Some (neccesary) background and motivation for my question:
In some of my undergraduate math classes, specifically my proofs course, I have been required to use the $\Rightarrow$ symbol to denote any implication. In fact, my professor told me that we reserve $\rightarrow$ for "different things in math, like limits". This was at the university that I currently study at and many of my math professors use this notation. This is what I am used to to denote an implication of any sort. This class is specific to the mathematics major.
This summer, I decided to take a discrete math class online with the University of North Dakota. In submitting an assignment very similar in scope and content, even identical to the assignments at my home university, the professor told us that we are to use $\rightarrow$ as $\Rightarrow$ is reserved for much more formal mathematics.
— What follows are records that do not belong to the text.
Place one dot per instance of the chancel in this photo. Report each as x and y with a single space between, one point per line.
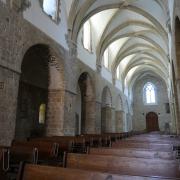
89 89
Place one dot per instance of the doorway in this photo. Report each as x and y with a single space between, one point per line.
152 122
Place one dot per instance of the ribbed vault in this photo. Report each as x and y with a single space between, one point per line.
134 31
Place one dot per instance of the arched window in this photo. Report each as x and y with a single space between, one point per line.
118 72
149 93
51 8
87 35
106 58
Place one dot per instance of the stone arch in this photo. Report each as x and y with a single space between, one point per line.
87 120
41 81
106 110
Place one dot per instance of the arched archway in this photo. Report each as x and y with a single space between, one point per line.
41 82
106 111
87 116
152 122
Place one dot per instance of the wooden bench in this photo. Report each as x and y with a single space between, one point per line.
37 172
145 145
2 172
130 152
123 165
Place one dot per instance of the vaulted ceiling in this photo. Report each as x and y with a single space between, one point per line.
134 31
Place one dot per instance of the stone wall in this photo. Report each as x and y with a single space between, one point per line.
16 38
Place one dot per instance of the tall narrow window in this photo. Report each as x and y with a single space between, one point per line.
87 35
118 72
149 93
51 8
106 58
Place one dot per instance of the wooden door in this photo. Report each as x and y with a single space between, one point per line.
152 122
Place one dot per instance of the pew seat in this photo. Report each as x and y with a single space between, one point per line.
39 172
123 165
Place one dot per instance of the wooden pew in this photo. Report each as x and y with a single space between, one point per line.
37 172
136 153
123 165
148 146
3 174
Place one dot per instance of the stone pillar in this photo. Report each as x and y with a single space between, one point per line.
98 118
90 117
9 82
55 113
120 118
129 122
107 125
69 127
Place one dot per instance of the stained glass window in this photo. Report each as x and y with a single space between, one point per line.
150 95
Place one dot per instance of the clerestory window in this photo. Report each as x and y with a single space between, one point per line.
150 93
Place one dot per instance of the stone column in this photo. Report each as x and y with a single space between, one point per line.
98 117
129 122
120 118
90 117
107 124
69 126
177 97
55 113
9 84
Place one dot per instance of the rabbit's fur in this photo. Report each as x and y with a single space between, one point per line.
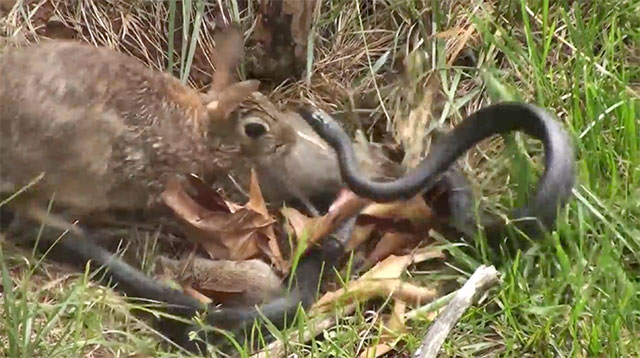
106 131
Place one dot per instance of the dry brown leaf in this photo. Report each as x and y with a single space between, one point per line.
248 282
361 233
394 324
390 243
382 280
224 235
297 223
415 210
257 204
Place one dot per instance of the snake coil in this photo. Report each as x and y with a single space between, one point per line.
553 190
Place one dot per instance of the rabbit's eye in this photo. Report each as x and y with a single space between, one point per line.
254 130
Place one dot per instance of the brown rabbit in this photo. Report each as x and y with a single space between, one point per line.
97 130
107 132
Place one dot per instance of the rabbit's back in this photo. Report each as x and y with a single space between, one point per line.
103 128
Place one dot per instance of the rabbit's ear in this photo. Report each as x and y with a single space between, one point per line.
229 99
226 57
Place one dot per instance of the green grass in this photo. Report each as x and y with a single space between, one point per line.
575 294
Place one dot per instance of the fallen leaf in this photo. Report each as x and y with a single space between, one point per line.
392 326
224 235
382 280
415 210
390 243
256 204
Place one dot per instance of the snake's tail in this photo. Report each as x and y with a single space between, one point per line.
554 187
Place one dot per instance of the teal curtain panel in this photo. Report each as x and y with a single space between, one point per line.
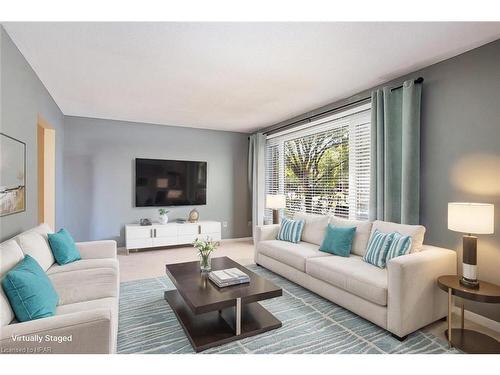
395 154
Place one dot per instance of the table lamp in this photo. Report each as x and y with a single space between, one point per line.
275 202
470 218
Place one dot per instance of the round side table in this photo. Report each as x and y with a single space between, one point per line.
468 340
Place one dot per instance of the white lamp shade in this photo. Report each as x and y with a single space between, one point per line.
474 218
275 201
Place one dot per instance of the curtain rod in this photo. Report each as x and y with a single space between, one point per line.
418 80
336 109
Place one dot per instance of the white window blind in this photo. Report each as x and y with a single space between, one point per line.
323 167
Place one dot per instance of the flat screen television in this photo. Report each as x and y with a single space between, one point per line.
161 183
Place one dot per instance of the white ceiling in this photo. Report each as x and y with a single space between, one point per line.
228 76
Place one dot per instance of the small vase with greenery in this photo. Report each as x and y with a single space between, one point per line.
205 250
163 215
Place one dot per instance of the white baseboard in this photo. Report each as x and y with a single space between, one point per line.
479 319
241 239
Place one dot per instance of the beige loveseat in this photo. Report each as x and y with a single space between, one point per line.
86 319
400 298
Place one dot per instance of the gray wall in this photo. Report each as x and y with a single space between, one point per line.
99 169
460 150
23 98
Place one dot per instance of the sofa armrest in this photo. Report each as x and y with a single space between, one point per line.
97 249
80 332
414 299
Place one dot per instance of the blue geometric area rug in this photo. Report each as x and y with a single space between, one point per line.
311 324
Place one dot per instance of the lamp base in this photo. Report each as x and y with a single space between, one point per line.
276 217
471 284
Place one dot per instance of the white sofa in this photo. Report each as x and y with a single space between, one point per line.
87 314
400 298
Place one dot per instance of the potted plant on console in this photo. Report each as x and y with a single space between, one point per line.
205 250
163 215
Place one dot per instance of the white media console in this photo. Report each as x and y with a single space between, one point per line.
157 235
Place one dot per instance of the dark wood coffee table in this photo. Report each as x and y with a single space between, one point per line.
213 316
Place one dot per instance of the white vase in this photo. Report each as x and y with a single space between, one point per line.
164 219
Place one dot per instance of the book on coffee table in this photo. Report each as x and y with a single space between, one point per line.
227 277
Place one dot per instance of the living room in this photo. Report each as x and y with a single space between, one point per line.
250 188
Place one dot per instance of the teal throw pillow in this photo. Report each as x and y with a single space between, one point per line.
63 247
338 240
290 230
400 245
30 291
378 247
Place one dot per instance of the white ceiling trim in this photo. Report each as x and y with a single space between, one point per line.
228 76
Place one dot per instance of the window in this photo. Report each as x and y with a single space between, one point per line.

This assignment was identical in content and scope as an assignment I had in my proofs class
Another student at my university back at home noted that $\Rightarrow$ denotes a biconditional in discrete math, but I had been taught since high school and all the way up through university mathematics (I am a junior math major now) that the biconditional is denoted with $\iff$.
Even if $\Rightarrow$ did denote a biconditional in discrete math, then why does $\leftrightarrow$ exist?
My question:
Why do these differences exist, what are these differences, and why do they seem to be particular to discrete mathematics?
I would appreciate any and all insight.